Three Reasons We Need To Rebel Against Ourselves To Have Better Relationships & Power

After reflecting on a few weeks of disappointments, I realised I was still disempowering myself, something I thought I had stopped years ago! How? I was Fawning, part of the F’s: Fight - Flight - Freeze - Fawn, so it's not all my fault! Here’s how I realised and what to do about it, and it starts with an internal rebellion!

Time to Rebel

What part of your old conditioning is holding you back?

Imagine you’ve pulled out all the stops to create an excellent piece of work, your passion and perseverance, i.e. grit to get it done, as a business start-up. You're pushing against the grain, and you did it. Your feeling – pretty damn good, and then…

It gets cancelled. Sucker punch! But then, to the other person, you say: “Oh, that’s ok!" and you suck it up! Well. Who’s the sucker!

Are you with me? Have you been there? Maybe for you, it was a client chat or a meeting that you thought would go better, but you came off worse. Or a one-sided relationship, and you haven’t said what you really think, trying to please or appease them, and so you say what they wanted to hear rather than your truth?

Why? Because we fawned!

It might not be our fault (initially) because fawning is like one of the three 3 FFF responses: Fight – Flight – Freeze. It’s an automatic reaction when we’re not conscious of it.

Fawning is closely attached to freeze, but it’s the Good Girl, Good Boy, people pleaser response. We may take on too many tasks at work as we always say 'yes and get things done. We may become submissive in relationships, being polite or saying nothing even if we don't agree. This means we are not acting on our intuitive gut feeling, putting our self-worth and demands forward or discussing them at the start or during a relationship or interaction. We allow the situation and others to dictate what is happening, be it a boss, spouse, friend or client. i.e. We are not winning. 

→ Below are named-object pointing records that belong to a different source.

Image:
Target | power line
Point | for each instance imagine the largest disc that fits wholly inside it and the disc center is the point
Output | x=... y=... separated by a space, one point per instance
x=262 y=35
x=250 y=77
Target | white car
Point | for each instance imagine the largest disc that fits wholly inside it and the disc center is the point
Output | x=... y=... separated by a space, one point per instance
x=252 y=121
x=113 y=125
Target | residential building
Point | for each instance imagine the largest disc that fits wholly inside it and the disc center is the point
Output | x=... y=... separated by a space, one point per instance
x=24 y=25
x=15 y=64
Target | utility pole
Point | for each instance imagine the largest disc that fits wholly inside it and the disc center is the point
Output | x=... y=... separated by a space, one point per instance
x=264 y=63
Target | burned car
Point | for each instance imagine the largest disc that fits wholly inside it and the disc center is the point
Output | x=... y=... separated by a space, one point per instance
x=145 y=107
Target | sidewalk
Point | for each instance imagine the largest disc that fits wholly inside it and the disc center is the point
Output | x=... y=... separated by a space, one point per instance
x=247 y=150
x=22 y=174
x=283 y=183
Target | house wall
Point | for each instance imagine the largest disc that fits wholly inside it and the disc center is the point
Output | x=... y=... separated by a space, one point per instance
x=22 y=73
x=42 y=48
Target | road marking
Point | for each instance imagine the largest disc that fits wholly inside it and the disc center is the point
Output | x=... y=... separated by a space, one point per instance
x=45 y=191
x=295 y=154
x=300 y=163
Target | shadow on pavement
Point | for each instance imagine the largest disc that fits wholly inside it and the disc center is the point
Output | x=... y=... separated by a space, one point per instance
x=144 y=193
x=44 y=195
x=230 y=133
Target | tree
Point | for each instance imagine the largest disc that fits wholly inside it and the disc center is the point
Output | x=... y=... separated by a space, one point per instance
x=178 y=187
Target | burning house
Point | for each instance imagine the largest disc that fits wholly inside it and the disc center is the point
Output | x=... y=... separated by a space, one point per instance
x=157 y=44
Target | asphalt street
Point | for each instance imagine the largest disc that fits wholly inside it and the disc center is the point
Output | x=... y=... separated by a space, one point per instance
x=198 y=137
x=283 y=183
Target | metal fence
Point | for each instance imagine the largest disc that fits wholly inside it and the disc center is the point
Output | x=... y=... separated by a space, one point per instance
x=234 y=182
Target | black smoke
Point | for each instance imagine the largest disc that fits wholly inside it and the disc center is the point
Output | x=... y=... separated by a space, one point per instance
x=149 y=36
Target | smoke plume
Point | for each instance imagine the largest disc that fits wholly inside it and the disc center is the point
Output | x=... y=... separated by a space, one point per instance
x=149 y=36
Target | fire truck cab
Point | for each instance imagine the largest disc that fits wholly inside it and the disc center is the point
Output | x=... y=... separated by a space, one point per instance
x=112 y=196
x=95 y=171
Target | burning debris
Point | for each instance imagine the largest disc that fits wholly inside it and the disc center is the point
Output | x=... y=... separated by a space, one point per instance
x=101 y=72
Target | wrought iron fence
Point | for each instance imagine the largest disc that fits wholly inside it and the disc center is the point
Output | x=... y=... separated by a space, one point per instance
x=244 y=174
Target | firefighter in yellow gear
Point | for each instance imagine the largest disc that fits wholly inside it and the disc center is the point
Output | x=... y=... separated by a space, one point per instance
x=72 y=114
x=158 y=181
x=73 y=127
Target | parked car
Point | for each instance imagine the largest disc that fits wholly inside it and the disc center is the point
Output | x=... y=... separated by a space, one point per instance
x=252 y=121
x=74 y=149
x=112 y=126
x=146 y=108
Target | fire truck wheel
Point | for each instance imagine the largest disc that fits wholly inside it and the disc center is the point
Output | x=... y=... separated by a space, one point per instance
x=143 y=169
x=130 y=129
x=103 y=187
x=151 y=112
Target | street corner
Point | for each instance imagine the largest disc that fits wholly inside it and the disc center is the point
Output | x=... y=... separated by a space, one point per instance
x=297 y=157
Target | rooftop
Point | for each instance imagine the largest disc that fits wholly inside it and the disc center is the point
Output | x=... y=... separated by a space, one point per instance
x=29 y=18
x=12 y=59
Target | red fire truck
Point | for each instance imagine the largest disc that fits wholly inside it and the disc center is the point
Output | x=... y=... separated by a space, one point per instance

Is there a part of you that does that, too?

There are three reasons we need to rebel against ourselves and our fawn reaction.

  1. It is a condition that will block our progress.

When humans get challenged or feel unsafe, our autonomic nervous system will go into fight, flight and freeze, but there is a fourth. Fawn. Many somatic experts who heal and deal with the nervous system often speak of the 4Fs, fawning being the fourth. However, there is one big difference. Unlike the other three reactions, fawning is a learned response, not a reflex.

We may have learned to stay quiet when faced with authority figures and under the radar from strict parents at home or school. Or felt the need to be liked to fit in with social groups or to stay safe. As we get older, this plays out in relationships where we are too afraid to say what we really need and want and at work, we may be the ones who everyone relies on and says, ‘Oh, give it them X, they’ll do it!” and you just smile and do it!

For me, at school, I was happy to be a wallflower to avoid racial prejudice, and my dad at the time, well, let’s say, demanded respect. At work, I smiled and just did it. I thought that this conditioning was something I had left behind.

In hindsight, this has happened three times in the last three months:

Same - same - but different, an echo of the past. Hence, I’m taking a moment to learn and integrate so I don’t do this again, so I began my reflections.

Reflecting on the last month, I realise that my fawning response may still be present and hindering my progress, voice and achieving my future ambitions and hopes. Here’s what I reflected on:

  • Did I ask enough questions of others when I started negotiations or in relationships?

  • Did I state my expectations, and did it match the other person's?

  • Did I consider my worth, needs and feelings?

  • Did I create a healthy boundary? A healthy yes, a healthy no.

  • Is this relationship a win-win?

The answer is no, so I invite you to reflect on where you could be doing the same and put your worth first compassionately. Of course, there are excellent reasons why things didn’t work out. However, getting conscious with a healthy sense of ‘worth’ ensures you stay in your sovereignty, where all your relationships and negotiations are made consciously, and both parties win. The foundations of healthy relationships.

2. When we fawn, we become the bystander of regret.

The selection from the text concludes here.